After being fired last year for allegedly concealing a tax scandal that rocked enzyme developer Dyadic International, the company's founder and former CEO, Mark Emalfarb, is just two weeks away from a board meeting that could put him back in control.
The scandal involved Puridet, a Chinese subsidiary wholly owned by Dyadic. According to details from an independent investigation Dyadic released in March, Puridet set up two dummy companies - which it claimed were its largest customers - to help cash-paying customers avoid paying Chinese taxes (see Dyadic Investigation Reveals Tax-Scandal Details).
The investigation was conducted by law firm Moscowitz & Moscowitz.
Dyadic, a Jupiter, Fla.-based company traded over the counter under the ticker "DYAI," blamed Emalfarb for concealing the scandal and then fired him in September.
But Emalfarb hasn't gone quietly. In February, two hedge funds - which, together with Emalfarb, represented ownership of 52.4 percent of Dyadic's common stock, according to the South Florida Business Journal - asked for him to be given a controlling position on the board after the company was delisted from the American Stock Exchange.
The company had asked Emalfarb to voluntarily resign from the board in September, but when he didn't, other board members cut him out of decisions, according to the February letter.
The day of reckoning is expected to be June 20, the day of the company's annual stockholders meeting. Shareholders are expected to vote to fill three board positions, made up of one two-year term and two three-year terms.
Emalfarb is likely to be re-elected for another term, according to Neil Berkman, a spokesperson for Dyadic. Even more concerning for Dyadic's current executives, he expects that two of Emalfarb's supporters, Seth Herbst and Robert Burke, will win seats on the five-person board.
Once that happens, "his group will gain control of the board and he will be named CEO again," Berkman predicted.
Emalfarb wouldn't confirm whether he plans to take back the executive seat.
But the possibility is enough to inspire protest among the company's top ranks. All five of Dyadic's top executives have handed in letters of resignation, according to documents filed Thursday with the U.S. Securities and Exchange Commission.
That includes CEO Wayne Moor, Chief Financial Officer Lisa De La Pointe and three other top executives, all of whom have announced their intent to leave no later than June 20.
"I cannot work with him knowing that I could be the scapegoat for his next potential illicit adventure," De La Pointe wrote in her resignation letter.
Use of the word "scapegoat" is one thing both sides have in common.
In a conversation with Greentech Media, Emalfarb emphatically denied the allegations and said he has been a scapegoat for those auditing the company's financials.
Emalfarb also said the investigation was unfair. He claims he never had a chance to review and counter the findings before the report was published.
"I believe people tried to frame me for what I didn't do," he said.
Dyadic spokesman Berkman said he could not comment on Emalfarb's claims and suggested reading the company's Thursday SEC filings.
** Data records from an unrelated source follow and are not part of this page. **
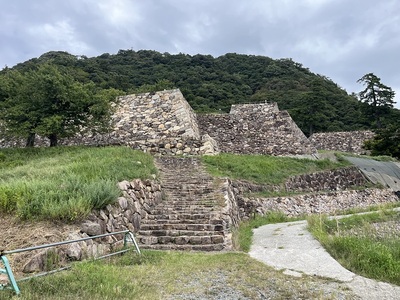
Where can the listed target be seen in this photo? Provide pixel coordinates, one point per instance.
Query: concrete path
(290, 247)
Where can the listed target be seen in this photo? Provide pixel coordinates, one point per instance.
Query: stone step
(184, 210)
(181, 240)
(187, 247)
(188, 202)
(213, 217)
(174, 229)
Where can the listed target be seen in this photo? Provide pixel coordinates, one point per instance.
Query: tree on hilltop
(378, 96)
(48, 101)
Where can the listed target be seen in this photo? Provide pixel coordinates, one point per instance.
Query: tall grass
(243, 236)
(66, 183)
(264, 169)
(359, 246)
(172, 275)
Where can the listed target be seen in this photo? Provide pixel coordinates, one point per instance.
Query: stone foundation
(351, 141)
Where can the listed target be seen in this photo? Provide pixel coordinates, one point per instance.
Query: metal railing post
(128, 237)
(10, 274)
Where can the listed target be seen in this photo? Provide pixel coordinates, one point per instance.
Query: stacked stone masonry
(195, 213)
(256, 129)
(127, 213)
(342, 141)
(164, 123)
(317, 203)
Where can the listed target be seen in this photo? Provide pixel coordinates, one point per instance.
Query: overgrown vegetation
(212, 84)
(367, 244)
(66, 183)
(264, 169)
(176, 275)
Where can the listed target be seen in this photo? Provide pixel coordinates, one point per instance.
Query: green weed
(361, 247)
(264, 169)
(66, 183)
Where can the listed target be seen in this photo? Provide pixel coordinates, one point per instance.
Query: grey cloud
(338, 38)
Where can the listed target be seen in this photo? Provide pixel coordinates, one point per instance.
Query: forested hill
(211, 84)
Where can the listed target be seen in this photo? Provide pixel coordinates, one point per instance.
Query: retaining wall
(256, 129)
(351, 141)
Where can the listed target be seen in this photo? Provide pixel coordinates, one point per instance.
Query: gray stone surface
(290, 247)
(351, 141)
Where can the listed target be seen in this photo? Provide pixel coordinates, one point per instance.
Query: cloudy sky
(340, 39)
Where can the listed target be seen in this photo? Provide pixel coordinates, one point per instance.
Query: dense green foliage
(378, 96)
(264, 169)
(66, 183)
(386, 141)
(315, 102)
(47, 100)
(361, 247)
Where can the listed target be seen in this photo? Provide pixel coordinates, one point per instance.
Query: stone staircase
(190, 216)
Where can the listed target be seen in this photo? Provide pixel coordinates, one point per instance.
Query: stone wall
(316, 203)
(160, 122)
(330, 180)
(164, 123)
(351, 141)
(138, 198)
(256, 129)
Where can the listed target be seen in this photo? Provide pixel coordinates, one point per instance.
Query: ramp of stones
(189, 217)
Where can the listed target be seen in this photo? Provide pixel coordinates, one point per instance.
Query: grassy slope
(264, 169)
(65, 183)
(176, 275)
(365, 244)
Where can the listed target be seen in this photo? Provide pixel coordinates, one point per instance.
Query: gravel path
(290, 247)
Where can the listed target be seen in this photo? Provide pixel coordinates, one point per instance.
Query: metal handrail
(10, 274)
(61, 243)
The filings amount to a "he said, company said" face-off. But one piece of information in the filings suggests some clarity might be on the way.
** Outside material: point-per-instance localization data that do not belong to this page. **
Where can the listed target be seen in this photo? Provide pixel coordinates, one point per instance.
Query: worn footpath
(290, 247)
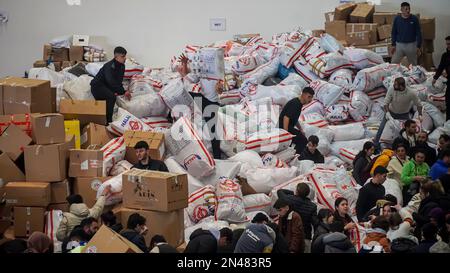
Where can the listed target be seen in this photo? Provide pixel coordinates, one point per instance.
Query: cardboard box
(72, 130)
(8, 170)
(28, 220)
(361, 38)
(22, 96)
(23, 121)
(76, 53)
(363, 13)
(59, 191)
(336, 29)
(95, 134)
(384, 18)
(155, 142)
(48, 128)
(350, 28)
(159, 191)
(343, 11)
(168, 224)
(106, 240)
(428, 27)
(60, 206)
(35, 194)
(40, 63)
(47, 162)
(384, 32)
(86, 163)
(85, 111)
(13, 140)
(87, 187)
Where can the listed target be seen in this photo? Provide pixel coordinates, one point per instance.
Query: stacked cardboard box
(158, 196)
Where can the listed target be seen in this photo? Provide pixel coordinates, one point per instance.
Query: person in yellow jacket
(382, 160)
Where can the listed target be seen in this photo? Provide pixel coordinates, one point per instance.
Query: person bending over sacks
(289, 118)
(145, 161)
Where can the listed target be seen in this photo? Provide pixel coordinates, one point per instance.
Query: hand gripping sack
(113, 152)
(189, 149)
(326, 93)
(116, 189)
(127, 122)
(202, 203)
(230, 204)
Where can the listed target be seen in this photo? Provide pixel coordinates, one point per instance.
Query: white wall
(154, 30)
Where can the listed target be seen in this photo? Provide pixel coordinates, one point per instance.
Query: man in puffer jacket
(79, 211)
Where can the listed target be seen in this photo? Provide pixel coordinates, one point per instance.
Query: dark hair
(308, 90)
(134, 220)
(108, 218)
(314, 140)
(157, 239)
(280, 203)
(405, 4)
(88, 221)
(141, 144)
(409, 122)
(227, 233)
(337, 226)
(380, 170)
(303, 190)
(338, 201)
(368, 145)
(324, 214)
(429, 231)
(381, 222)
(120, 50)
(74, 199)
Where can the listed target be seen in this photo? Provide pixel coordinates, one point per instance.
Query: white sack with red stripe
(351, 131)
(132, 68)
(370, 78)
(116, 190)
(325, 65)
(263, 72)
(258, 202)
(230, 203)
(144, 105)
(337, 113)
(120, 167)
(326, 93)
(314, 106)
(330, 44)
(342, 78)
(127, 122)
(113, 152)
(202, 203)
(363, 58)
(262, 180)
(188, 148)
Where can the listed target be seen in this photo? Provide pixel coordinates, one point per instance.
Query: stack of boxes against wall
(359, 25)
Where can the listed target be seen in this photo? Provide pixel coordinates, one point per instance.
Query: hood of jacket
(80, 210)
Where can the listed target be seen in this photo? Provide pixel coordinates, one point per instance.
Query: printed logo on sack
(188, 161)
According to De La Pointe's resignation letter, the SEC is conducting an investigation into whether or not the company or its employees committed securities fraud.
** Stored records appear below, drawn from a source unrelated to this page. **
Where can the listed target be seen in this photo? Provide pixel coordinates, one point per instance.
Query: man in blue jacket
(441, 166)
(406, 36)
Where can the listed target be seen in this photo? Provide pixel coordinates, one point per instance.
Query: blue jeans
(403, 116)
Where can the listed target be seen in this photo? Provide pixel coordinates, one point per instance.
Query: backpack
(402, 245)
Despite the soap-opera-like situation, Emalfarb said he is determined to get the company back on track.
"We are going to have to clean up this mess," he said Thursday.
Although the company has suffered some serious losses, including money to pay for its legal wrangling with Emalfarb, all is not lost, he said.
While he and Dyadic executives have been duking it out, "the scientists put their heads down and advanced the science," Emalfarb said. The company has been developing enzymes to help make biofuels such as ethanol and biobutanol.
Regardless of the outcome June 20, it is still too early to tell whether the technology will be enough to save the company from self-implosion.